Parvin Shere is versatile; equally and comfortably at home in poetry, prose, painting and even music — she is an accomplished sitar player capable of lighting up the ambience around her with a lilting rendition on the instrument. However, Shere’s principal claim to fame is her art of blending poetic creations with their visual renditions on canvas. She started this experiment more than a decade ago and has since come up with three coffee-table sized publications. She added another dimension to this blend by getting her Urdu poetry translated into English, thus making it truly three-dimensional and enlarging the readership of her works to include those not familiar with Urdu, including a considerable crop of our own Urdu-deficit and English-savvy Anglophiles. The success of her experiment can be measured by the recognition and deserving accolades she has received from around the world.
Shere expands the horizons of the creative arts by dovetailing one into another. It’s quite a novel experiment to reproduce on canvas, with a few strokes of her brush, what took a litany of words, similes and metaphors in poetic rendition to convey its full sense to the viewer.
A fourth coffee-table book by an artist equally at home in poetry, prose, painting and music is deeply marked with a pathos not encountered in her earlier works
But Shere’s mode of experimentation doesn’t just confine itself to the form or format of her creative work. She seems instinctively committed to adding more substance and depth — more romanticism, greater pathos and a more concerted quest for life’s ultimate reality and truth — to her work, both meaningfully and artistically, as she journeys ahead in search of excellence.
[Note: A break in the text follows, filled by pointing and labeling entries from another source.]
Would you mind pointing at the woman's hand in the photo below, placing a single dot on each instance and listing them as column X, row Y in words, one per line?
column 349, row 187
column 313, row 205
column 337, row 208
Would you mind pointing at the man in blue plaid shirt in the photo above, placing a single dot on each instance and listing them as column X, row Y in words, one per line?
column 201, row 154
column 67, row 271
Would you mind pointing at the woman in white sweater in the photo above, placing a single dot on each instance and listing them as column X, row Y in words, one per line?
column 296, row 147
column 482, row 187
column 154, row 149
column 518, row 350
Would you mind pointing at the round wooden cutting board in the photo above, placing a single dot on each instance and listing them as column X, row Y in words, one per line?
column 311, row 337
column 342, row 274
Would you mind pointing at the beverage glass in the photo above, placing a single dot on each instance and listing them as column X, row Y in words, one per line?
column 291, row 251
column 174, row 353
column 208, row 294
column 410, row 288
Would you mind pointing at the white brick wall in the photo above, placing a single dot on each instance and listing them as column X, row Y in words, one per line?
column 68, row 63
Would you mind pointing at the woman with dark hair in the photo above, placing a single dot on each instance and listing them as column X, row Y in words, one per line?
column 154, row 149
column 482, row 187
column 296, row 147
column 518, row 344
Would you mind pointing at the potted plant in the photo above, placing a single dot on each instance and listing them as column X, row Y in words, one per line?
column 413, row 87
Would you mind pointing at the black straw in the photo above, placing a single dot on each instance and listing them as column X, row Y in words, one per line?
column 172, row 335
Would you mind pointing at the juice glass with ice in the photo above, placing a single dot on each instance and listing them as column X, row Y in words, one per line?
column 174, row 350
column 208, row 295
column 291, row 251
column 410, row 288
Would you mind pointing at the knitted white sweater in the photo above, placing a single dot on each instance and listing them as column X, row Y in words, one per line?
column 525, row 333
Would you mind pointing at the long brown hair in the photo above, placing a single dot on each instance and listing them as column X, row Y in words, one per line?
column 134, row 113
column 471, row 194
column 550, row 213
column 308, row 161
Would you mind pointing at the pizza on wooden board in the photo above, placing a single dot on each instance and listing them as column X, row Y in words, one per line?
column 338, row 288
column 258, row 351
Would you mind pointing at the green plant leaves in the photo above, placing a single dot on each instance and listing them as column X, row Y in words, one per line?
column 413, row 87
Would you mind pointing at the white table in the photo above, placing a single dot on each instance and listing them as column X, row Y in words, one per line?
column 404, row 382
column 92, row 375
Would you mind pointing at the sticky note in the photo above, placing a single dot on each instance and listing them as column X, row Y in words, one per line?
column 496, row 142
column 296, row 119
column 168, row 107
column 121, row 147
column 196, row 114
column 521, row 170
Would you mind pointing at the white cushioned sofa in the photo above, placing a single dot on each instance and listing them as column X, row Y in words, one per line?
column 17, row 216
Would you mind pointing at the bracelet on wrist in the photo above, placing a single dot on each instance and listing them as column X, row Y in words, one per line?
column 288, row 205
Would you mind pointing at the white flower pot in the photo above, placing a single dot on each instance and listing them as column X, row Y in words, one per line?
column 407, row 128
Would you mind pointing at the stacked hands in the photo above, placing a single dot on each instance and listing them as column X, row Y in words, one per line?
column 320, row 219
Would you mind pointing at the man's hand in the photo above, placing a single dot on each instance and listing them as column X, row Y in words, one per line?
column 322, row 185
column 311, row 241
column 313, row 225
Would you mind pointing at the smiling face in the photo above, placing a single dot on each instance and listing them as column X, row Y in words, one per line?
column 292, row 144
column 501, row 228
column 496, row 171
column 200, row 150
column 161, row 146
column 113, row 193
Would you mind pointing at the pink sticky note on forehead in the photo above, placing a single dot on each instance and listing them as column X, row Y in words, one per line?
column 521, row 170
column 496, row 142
As one commentator of her works says, her “paintings aren’t just the literal, realistically rendered scenes. They are about crying out loudly or triumphantly, emotion-longing, wonder, thought, hurt, nothingness and hope.”
Boundless —Shere’s fourth coffee-table book — is the latest collection of her mosaic of poetry and painting. But no serious reader of her work can fail to notice that her latest tryst with her novel mode of multi-faceted artistry is deeply marked with a pathos not encountered in her earlier works. Those who know Shere both as an artist and as a person — and this reviewer is one of those — can instantly understand the cause of her deepening gloom. Shere lost, not too long ago, her life partner and mentor, Waris Shere. Waris was much more than a husband in the traditional sense of the term. He was the ballast of her ship of creativity and had stood by her, firm and unshakable like a rock defying angry waves from reaching the shore. All through her years of growth as an artist, Waris was the man standing behind a successful woman and defied conventions as well as conventional wisdom to mentor her rise to fame and fortune.